La elevación de los niveles de fósforo sérico es uno de los principales problemas de la enfermedad mineral-ósea en los pacientes con Enfermedad Renal Crónica (ERC)1. La hiperfosfatemia se asocia con un mayor riesgo de mortalidad cardiovascular en estos pacientes, por lo que es imprescindible el uso de diversas estrategias para conseguir reducir los niveles séricos de este mineral.

Dentro de dichas estrategias terapéuticas debemos destacar:

 

  • Incrementar la eficacia dialítica para conseguir una mayor eliminación de fósforo durante el tratamiento.
  • Uso de quelantes de fósforo que ayudan a reducir la absorción de fósforo a nivel intestinal.
  • Restricción del consumo de alimentos con alto contenido en fósforo, y la implementación de diversas técnicas de cocción y preparación de dichos alimentos para reducir su concentración.

 

La restricción dietética ha sido siempre uno de los pilares terapéuticos en el control del fósforo2,3, pero debemos tener cuidado, ya que con ella se suele comprometer el consumo de proteínas, incrementándose el riesgo de desnutrición y mortalidad en estos pacientes. Por ello, recientemente se ha establecido la importancia del cociente Fosforo/Proteínas en los alimentos, marcador importante a la hora de determinar la restricción de fósforo en la dieta. Así, debemos recomendar aquellos alimentos que contengan mayor aporte proteico frente a un menor aporte de fósforo.

Además de reducir la cantidad de fósforo de los alimentos, debemos tener en cuenta que el fósforo alimentario puede estar presente en su forma orgánica, procedente de alimentos de origen vegetal o animal, e inorgánico en forma de compuestos bioquímicos. La absorción puede variar en torno a un 10-30% si se trata de fósforo orgánico de origen vegetal o un 40-60% si es de origen animal, mientras que la forma inorgánica se absorbe entre el 90-100%.

Hoy en día, el incremento del consumo de alimentos procesados, con alta cantidad de aditivos, y por tanto con alto contenido en fósforo inorgánico, dificulta el manejo dietético de los pacientes con ERC4. Sus principales fuentes son los embutidos, alimentos refrigerados-congelados, cereales, barras energéticas, quesos procesados, alimentos de repostería que requieren refrigeración, y bebidas industrializadas. La mayoría de este fósforo puede considerarse fósforo oculto ya que normalmente no queda registrado en las tablas de composición de los alimentos.

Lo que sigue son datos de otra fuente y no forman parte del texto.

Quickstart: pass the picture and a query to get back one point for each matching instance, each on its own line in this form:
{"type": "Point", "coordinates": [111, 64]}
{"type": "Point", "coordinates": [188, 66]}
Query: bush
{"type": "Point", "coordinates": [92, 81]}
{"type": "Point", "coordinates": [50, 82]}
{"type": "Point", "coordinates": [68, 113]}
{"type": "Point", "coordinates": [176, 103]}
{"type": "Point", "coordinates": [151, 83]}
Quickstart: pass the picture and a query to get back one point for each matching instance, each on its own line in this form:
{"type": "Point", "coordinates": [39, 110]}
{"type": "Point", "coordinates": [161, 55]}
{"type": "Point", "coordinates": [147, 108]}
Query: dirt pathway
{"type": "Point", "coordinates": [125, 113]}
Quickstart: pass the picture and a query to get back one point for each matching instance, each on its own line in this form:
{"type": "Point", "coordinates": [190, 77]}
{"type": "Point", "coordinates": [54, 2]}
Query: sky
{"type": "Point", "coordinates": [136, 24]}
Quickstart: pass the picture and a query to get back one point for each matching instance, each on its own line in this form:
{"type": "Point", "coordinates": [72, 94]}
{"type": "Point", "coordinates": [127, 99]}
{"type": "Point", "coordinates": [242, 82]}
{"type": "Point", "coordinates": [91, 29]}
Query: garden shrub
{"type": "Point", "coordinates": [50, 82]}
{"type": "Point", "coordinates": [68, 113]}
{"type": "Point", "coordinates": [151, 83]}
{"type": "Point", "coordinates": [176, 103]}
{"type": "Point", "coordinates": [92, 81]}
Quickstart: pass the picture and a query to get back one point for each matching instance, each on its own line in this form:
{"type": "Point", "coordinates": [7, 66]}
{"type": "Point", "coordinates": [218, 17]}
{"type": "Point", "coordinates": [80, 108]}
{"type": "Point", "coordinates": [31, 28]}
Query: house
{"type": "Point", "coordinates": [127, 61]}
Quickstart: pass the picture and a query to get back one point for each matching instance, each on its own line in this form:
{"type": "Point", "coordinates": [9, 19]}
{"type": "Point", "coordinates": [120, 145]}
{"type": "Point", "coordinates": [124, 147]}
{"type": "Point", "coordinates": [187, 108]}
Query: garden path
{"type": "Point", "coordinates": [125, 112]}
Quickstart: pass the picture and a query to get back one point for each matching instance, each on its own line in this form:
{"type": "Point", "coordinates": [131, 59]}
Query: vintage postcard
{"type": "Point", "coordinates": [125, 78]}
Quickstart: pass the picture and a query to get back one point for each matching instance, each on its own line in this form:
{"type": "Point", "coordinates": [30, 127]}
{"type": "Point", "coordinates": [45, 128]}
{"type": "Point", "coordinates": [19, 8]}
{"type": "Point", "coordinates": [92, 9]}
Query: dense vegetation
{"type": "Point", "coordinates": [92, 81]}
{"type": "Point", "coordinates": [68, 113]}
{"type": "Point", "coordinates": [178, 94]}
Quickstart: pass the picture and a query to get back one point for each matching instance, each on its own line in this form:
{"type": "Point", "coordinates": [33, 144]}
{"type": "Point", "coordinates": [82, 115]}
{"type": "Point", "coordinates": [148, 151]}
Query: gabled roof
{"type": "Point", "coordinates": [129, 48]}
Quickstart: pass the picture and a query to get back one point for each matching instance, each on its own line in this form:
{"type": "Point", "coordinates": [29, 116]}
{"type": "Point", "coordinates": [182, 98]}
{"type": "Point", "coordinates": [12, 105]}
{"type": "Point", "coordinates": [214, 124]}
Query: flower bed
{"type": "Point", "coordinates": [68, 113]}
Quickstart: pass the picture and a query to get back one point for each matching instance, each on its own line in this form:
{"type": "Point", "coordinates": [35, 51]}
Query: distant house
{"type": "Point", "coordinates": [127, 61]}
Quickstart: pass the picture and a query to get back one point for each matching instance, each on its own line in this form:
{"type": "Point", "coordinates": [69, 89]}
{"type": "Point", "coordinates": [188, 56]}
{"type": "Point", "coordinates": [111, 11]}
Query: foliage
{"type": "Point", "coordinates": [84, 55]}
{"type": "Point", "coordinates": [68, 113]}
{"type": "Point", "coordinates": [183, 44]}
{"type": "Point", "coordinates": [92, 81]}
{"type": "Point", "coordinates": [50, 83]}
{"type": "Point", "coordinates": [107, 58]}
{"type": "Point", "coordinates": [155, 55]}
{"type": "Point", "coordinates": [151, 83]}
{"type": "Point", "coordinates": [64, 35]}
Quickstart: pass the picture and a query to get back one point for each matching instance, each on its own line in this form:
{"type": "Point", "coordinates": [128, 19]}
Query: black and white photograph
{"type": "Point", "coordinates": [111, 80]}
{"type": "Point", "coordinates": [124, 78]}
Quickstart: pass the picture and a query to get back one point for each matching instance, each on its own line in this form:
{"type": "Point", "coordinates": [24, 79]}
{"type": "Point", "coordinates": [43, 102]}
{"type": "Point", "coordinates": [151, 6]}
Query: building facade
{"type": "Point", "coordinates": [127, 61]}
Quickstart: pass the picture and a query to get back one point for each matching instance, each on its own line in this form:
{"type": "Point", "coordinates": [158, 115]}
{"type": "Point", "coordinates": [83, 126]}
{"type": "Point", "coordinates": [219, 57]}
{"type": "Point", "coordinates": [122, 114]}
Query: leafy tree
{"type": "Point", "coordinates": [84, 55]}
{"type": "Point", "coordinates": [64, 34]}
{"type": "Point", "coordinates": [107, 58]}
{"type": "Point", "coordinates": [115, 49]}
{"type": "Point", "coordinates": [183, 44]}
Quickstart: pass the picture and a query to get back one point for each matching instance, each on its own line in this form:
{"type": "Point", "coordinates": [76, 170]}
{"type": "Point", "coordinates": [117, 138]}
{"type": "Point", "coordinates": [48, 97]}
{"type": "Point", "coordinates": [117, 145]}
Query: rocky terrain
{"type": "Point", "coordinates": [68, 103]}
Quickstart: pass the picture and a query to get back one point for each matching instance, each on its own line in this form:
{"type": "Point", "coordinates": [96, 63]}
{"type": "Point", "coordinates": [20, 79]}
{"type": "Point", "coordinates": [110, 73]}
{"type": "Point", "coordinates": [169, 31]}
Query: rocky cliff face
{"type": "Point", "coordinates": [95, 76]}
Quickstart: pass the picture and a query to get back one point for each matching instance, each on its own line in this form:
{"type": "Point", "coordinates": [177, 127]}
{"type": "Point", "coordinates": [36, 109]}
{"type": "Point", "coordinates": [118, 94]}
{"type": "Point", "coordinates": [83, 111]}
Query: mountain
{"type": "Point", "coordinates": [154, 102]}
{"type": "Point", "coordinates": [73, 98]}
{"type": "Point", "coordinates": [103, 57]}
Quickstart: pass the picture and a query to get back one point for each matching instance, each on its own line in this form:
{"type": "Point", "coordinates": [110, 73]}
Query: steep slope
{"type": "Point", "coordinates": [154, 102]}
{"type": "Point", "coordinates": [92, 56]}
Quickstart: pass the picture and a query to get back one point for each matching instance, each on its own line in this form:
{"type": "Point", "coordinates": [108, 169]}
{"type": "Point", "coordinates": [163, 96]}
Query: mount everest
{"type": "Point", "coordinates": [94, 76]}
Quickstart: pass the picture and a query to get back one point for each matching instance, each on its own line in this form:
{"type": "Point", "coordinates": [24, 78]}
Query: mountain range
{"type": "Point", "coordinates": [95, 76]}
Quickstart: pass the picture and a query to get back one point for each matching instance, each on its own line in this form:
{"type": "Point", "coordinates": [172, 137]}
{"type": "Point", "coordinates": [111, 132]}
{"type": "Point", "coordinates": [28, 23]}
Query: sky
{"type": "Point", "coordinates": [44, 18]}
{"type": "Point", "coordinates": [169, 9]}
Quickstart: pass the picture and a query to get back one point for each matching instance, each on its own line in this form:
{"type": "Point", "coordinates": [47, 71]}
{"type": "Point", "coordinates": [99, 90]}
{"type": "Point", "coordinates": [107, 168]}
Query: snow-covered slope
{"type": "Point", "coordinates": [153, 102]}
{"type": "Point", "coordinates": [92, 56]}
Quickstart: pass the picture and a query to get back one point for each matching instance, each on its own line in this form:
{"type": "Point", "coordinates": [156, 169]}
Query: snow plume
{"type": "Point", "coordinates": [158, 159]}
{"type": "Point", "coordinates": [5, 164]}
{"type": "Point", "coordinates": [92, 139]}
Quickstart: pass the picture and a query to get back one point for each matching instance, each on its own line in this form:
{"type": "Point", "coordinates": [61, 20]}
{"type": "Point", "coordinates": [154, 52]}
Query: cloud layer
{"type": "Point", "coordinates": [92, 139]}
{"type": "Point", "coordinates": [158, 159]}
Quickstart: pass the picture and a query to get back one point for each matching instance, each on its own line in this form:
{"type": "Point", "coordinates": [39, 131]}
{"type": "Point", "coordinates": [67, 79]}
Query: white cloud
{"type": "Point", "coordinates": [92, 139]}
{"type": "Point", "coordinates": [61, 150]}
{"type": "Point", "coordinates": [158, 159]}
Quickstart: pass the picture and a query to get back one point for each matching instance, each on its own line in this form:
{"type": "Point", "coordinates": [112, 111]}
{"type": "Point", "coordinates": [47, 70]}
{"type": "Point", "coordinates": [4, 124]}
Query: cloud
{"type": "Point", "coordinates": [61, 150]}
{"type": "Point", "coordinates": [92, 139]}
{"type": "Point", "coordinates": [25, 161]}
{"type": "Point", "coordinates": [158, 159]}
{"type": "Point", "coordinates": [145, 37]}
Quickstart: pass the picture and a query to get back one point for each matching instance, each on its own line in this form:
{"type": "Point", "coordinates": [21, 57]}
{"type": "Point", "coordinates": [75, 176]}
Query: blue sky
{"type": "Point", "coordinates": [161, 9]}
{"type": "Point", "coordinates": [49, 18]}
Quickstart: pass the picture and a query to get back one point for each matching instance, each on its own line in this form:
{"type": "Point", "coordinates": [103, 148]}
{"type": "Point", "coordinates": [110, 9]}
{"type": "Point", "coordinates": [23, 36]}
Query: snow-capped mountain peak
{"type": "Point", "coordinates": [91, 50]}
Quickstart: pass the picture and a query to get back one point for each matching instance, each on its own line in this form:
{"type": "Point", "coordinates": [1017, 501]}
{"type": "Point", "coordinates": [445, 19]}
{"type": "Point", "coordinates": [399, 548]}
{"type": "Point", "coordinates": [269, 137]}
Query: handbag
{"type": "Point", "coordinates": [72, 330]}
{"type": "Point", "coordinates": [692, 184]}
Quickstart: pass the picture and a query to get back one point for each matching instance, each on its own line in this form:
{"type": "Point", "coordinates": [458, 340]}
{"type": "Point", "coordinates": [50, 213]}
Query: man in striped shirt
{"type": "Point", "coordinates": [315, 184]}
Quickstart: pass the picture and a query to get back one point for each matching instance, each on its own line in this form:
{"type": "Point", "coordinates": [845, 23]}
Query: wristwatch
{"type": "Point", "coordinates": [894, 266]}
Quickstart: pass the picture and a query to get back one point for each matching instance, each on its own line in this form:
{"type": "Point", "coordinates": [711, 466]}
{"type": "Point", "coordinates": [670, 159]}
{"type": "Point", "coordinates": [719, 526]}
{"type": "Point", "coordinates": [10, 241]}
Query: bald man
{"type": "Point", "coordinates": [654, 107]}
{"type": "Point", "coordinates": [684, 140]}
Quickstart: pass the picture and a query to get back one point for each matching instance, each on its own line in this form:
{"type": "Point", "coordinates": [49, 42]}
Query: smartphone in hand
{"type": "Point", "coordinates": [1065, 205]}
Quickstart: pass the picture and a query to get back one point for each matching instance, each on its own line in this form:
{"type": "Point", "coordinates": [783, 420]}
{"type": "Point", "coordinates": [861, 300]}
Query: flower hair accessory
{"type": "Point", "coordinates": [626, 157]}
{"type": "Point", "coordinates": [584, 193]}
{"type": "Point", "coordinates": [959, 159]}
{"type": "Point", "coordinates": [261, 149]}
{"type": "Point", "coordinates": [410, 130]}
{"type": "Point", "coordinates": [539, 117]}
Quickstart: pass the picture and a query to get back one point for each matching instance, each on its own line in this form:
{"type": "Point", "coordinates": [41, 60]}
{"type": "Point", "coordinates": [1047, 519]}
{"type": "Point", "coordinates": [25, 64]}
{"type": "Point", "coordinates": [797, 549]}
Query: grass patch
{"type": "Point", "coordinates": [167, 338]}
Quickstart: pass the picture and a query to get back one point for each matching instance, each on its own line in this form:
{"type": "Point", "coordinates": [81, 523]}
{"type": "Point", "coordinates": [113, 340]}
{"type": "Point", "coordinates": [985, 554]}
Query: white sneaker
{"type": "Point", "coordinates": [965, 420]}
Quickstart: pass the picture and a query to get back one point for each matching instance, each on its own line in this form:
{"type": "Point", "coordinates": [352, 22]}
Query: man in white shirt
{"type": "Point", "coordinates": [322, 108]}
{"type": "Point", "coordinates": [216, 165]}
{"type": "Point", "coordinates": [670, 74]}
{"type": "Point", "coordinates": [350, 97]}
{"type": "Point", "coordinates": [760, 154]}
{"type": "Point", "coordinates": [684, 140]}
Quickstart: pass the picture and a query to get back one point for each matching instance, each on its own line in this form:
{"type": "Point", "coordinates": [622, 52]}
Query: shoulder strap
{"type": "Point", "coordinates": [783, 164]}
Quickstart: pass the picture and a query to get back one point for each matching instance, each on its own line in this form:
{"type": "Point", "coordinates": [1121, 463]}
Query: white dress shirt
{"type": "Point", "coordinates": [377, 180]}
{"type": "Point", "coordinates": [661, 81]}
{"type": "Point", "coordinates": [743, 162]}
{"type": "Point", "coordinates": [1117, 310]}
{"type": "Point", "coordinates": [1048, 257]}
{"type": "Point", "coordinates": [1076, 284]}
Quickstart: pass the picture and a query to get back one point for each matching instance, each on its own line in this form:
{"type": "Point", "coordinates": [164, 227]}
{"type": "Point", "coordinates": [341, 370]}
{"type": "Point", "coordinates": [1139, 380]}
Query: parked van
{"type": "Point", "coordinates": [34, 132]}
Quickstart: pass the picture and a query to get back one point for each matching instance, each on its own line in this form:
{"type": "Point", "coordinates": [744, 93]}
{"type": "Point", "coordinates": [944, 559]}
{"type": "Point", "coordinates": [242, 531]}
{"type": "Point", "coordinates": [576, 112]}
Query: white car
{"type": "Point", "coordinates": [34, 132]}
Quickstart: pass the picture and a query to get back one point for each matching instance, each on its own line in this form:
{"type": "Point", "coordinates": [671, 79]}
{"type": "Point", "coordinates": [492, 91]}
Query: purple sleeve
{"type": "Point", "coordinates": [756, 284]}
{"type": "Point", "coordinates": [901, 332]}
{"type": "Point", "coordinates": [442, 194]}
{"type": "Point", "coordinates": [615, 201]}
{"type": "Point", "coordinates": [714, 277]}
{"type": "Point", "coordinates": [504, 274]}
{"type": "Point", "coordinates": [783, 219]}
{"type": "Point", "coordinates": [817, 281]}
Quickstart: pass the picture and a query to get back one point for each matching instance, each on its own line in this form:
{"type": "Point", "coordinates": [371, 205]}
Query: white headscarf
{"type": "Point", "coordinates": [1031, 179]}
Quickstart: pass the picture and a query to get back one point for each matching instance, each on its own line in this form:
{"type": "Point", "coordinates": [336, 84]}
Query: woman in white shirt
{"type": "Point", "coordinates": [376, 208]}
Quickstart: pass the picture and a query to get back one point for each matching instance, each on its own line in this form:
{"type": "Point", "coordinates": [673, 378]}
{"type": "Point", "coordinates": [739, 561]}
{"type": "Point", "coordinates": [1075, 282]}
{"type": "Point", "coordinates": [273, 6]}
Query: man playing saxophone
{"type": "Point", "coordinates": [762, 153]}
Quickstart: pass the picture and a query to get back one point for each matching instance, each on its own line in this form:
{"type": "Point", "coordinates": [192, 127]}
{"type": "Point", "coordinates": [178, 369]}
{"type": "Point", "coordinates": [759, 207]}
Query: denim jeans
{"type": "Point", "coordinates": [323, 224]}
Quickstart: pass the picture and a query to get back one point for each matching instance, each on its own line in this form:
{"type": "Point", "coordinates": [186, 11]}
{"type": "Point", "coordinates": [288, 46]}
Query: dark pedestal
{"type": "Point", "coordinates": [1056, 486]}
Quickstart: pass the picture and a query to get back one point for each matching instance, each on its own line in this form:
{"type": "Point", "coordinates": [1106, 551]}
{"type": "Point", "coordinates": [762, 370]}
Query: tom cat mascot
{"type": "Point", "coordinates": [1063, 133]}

Tabla1. Aditivos fosfóricos, los más importantes: fosfatos y derivados.

 
Aditivos fosfóricos Representación
Ácido fosfórico E338
Ortofosfatos (fosfato sódio, potásico, cálcico y amonio) E339-E340-E341-E342-E343
Difosfatos E450
Trifosfatos (pentasódico y pentapotásico) E351
Polifosfatos (de sodio, potasio, calcio y amonio) E452
Fosfátidos de amonio E442
Fosfato de sodio y aluminio E541
Potenciadores del sabor: ácido guanílico (Monofosfato de Guanosina) E626-E629
Potenciadores del sabor: ácido inosínico (inosianato) E630-E633

Otra fuente de fósforo oculto identificado en los últimos años son los fármacos5. Dentro de las preparaciones farmacológicas, el fósforo puede usarse como un componente activo del fármaco, o más frecuentemente, como un excipiente. En este último caso, la mayoría contienen dicho mineral en su composición sin reportarlo.

Conclusión

El fósforo es una molécula de difícil control en los pacientes con ERC, por lo que debemos usar varias estrategias para evitar la hiperfosfatemia; entre ellas el control dietético-nutricional para reducir su consumo es fundamental. Sin embargo, el consumo de fosforo es cada vez mayor debido al incremento en el consumo de alimentos industrializados y procesados, además de que algunos productos, incluidos fármacos, no reportan el contenido de este mineral en sus etiquetados.

Necesitamos que se regule el reporte de contenido de fósforo en los alimentos y medicamentos de forma obligatoria, para tomar medidas de acción en el tratamiento de la hiperfosfatemia.